The play is an entertaining satire on the music industry with plenty of laugh-out-loud jokes and intriguing insights. It asks questions about creative people, what drives them, how success affects them and why so many stars have such damaged personalities. It is very topical in its look at power relationships both in terms of gender and the risks of up-and-coming artists being exploited. Penhall makes no attempt to provide easy answers except to suggest that success and fame can be enemies to pure creativity. At the same time, the play reveals how a synergy of creative minds can produce something superior to one person’s original ide.

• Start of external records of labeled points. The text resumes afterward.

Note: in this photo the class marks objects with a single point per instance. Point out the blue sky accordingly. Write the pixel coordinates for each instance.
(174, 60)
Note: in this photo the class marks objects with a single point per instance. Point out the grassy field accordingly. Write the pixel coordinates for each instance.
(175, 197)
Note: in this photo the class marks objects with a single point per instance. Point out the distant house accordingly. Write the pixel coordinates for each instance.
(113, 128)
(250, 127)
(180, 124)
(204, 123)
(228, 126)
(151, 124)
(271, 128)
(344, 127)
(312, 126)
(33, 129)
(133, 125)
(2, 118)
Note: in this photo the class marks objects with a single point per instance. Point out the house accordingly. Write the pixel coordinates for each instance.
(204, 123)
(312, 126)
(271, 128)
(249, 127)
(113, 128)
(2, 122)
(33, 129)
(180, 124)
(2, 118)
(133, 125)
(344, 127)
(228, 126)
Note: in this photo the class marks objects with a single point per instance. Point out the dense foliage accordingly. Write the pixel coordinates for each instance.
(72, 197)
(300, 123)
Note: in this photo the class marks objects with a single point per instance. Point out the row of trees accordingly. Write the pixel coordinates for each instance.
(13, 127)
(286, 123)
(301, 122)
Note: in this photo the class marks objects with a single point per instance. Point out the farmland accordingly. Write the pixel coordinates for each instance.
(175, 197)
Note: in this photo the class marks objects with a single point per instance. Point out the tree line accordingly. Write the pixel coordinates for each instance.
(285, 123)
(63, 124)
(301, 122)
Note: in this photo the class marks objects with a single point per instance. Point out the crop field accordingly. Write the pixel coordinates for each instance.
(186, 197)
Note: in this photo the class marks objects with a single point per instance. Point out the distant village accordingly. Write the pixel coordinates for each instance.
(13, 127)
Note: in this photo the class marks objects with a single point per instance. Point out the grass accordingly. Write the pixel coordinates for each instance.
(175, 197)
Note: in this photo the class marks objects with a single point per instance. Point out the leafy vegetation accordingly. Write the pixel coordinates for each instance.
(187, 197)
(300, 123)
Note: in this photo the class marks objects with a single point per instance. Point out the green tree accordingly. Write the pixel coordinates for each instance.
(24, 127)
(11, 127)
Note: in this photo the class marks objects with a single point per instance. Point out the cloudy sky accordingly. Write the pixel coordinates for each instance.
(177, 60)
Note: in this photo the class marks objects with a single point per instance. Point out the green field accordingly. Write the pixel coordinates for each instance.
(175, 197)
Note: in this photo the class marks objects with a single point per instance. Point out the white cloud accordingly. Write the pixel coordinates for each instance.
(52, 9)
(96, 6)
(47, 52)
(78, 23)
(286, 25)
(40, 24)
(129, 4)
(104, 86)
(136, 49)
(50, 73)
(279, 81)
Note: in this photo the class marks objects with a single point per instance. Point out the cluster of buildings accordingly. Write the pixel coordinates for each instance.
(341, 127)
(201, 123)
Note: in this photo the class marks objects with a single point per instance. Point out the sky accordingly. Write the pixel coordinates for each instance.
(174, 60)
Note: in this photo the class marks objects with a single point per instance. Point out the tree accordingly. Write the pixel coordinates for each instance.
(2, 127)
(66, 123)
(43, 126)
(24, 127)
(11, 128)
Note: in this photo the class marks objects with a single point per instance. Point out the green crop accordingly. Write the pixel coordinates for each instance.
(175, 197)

Ben Chaplin is perfect as charming rogue Bernard, sharply funny in his inability to show empathy for other people, whether fellow performers or ex-wives. Seána Kerslake is excellent as Cat, capturing the performer’s troubled fragility as well as her ferocious passion for music for its own sake. They are well supported by Jemma Redgrave and Pip Carter as psychologists whose attempts to throw light on the pair’s personalities are ultimately fruitless and unable to get to the heart of what drives such talented creatives. Even more detached from the purity of the music are the necessary evil of the entertainment lawyers, played by Kurt Egyiawan and Neil Stuk.
Pacily directed by Roger Michell, Mood Music engagingly dramatises the legal and commercial pressures on talent and creativity. It may not dig down too deeply but it highlights both the benefits and the drawbacks for any creative endeavour that seeks an audience.